42. During discussions with the second respondent in relation to the installation of Energy Master units, the second respondent said the applicant would require an A-Grade electrician and he (the second respondent) would train the electrician on the modus operandi. The applicant purchased a number of units after the meeting but in the witness's time with the applicant, from less than a dozen trial installations, 4 produced savings in electricity and only one sale was made. (When cross-examined he agreed that in his last week with the applicant another sale was made.) Whilst the witness was with the applicant an electrician by the name of Don Grey was engaged, not as an employee but on the basis of payment for each unit installed. The witness made arrangements with the second respondent to train Grey. Originally the arrangements were made through Curlew but later they were made with the second respondent direct. The question of a three year guarantee for Energy Master units was mentioned in discussions with the second respondent, and the witness did sight the marketing agreement. The second respondent described the list of companies as successful users of Energy Master at the initial meeting and later when asked for a complete list of users he referred to this list.

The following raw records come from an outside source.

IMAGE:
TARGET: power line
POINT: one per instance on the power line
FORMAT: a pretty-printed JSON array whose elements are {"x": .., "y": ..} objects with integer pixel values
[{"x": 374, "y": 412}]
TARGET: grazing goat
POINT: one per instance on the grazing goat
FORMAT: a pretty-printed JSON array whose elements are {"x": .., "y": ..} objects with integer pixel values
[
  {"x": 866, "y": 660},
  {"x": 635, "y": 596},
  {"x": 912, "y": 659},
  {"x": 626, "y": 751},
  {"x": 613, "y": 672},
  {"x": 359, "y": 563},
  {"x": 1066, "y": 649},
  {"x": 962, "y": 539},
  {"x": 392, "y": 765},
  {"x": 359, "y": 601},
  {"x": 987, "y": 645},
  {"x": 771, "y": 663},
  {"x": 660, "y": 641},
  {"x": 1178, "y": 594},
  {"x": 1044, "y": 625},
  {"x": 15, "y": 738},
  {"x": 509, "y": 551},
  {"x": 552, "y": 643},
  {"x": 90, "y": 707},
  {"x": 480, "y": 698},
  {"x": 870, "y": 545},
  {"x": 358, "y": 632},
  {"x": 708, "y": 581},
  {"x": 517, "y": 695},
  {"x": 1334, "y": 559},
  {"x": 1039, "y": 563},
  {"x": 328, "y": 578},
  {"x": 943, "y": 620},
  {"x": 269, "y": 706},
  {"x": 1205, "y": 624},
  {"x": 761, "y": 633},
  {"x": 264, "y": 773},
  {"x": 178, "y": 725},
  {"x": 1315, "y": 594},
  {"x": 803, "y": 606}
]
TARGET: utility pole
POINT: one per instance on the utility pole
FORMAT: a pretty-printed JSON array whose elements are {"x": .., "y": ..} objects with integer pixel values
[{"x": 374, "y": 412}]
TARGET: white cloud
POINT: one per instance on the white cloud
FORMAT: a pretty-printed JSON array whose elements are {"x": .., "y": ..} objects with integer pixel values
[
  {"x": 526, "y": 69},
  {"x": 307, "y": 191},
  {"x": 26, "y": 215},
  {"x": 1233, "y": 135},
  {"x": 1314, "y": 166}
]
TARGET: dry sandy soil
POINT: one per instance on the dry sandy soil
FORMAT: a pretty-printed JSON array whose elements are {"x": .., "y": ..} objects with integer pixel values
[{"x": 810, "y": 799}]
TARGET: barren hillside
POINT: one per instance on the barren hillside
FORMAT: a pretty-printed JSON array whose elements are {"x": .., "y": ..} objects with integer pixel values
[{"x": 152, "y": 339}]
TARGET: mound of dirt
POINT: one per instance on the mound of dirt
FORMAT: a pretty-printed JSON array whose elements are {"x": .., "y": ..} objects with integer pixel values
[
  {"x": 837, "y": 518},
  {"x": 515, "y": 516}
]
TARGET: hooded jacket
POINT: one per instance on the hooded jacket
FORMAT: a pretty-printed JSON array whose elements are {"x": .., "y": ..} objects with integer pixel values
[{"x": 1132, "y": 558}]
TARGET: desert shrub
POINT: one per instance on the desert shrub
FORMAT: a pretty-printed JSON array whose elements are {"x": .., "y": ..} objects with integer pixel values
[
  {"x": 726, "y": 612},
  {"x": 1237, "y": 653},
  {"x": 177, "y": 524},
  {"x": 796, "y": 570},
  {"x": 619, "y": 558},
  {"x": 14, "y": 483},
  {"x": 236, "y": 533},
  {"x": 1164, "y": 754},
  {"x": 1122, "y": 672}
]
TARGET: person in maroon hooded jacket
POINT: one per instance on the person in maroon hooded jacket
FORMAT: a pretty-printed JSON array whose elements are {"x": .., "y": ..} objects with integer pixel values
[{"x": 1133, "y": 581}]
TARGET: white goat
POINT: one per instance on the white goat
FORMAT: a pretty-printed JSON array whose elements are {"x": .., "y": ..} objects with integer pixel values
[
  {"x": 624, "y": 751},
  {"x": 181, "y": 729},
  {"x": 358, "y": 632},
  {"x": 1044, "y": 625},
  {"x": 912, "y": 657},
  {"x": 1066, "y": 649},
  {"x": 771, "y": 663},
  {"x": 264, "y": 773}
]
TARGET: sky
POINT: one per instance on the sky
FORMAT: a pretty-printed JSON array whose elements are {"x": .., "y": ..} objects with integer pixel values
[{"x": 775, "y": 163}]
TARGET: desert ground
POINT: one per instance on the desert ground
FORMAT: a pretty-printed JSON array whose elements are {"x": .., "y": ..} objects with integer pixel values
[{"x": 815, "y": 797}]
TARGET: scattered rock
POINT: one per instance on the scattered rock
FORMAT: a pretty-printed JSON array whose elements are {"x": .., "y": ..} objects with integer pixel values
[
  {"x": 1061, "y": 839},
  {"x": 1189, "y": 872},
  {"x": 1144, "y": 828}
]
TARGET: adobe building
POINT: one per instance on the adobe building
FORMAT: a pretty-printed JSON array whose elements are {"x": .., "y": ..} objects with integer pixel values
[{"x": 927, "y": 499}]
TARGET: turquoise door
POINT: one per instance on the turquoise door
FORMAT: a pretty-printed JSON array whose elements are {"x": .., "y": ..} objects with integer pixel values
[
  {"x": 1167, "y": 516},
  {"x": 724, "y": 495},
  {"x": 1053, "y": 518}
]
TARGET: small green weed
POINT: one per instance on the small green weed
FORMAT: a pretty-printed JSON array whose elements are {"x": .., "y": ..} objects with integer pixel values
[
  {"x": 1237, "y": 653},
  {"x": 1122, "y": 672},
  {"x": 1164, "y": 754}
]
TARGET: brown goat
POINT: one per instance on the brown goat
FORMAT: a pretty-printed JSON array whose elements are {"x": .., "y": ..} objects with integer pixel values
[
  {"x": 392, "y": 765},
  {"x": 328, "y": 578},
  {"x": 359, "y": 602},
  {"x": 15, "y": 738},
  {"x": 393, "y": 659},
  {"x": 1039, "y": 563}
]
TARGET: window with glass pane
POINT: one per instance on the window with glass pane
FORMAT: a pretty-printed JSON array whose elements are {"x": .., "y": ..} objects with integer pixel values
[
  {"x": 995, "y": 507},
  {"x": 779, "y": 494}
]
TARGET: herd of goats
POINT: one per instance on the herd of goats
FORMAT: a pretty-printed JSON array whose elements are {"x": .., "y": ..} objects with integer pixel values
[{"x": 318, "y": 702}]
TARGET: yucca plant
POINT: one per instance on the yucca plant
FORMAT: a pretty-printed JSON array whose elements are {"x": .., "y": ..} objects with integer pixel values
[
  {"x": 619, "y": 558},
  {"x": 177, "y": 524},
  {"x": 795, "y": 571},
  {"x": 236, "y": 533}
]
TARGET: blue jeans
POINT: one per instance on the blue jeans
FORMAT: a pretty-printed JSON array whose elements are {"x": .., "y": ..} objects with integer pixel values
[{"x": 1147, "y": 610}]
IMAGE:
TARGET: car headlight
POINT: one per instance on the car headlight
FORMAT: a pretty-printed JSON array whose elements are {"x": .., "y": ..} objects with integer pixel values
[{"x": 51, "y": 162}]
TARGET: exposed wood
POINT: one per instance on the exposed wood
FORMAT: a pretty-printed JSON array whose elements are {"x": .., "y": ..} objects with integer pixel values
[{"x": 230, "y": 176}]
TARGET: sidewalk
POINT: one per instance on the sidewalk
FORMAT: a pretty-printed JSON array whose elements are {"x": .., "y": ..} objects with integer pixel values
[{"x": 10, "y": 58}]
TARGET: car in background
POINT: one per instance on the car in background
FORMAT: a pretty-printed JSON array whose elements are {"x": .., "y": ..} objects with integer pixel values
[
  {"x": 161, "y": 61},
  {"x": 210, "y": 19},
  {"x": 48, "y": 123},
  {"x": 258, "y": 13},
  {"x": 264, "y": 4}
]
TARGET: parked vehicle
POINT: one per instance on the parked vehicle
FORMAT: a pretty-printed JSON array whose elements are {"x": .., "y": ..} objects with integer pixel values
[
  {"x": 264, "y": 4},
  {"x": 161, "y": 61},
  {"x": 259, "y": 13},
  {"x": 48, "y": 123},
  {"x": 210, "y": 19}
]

43. When cross-examined McIntyre said that the purchase of units from Curlew after the execution of the deed of assignment was part of the overall transaction with Curlew, and the applicant agreed to it in order to secure the co-operation of the second respondent who had made it known that he would in future only deal with the applicant if it took the units from Curlew. The witness agreed that the second respondent had not expressly required the applicant to purchase the units from Curlew. The witness also agreed that so far as he knew the two units sold during his period with the applicant, namely units installed at Tobins Funeral Directors and the Keilor Swimming Pool had functioned satisfactorily.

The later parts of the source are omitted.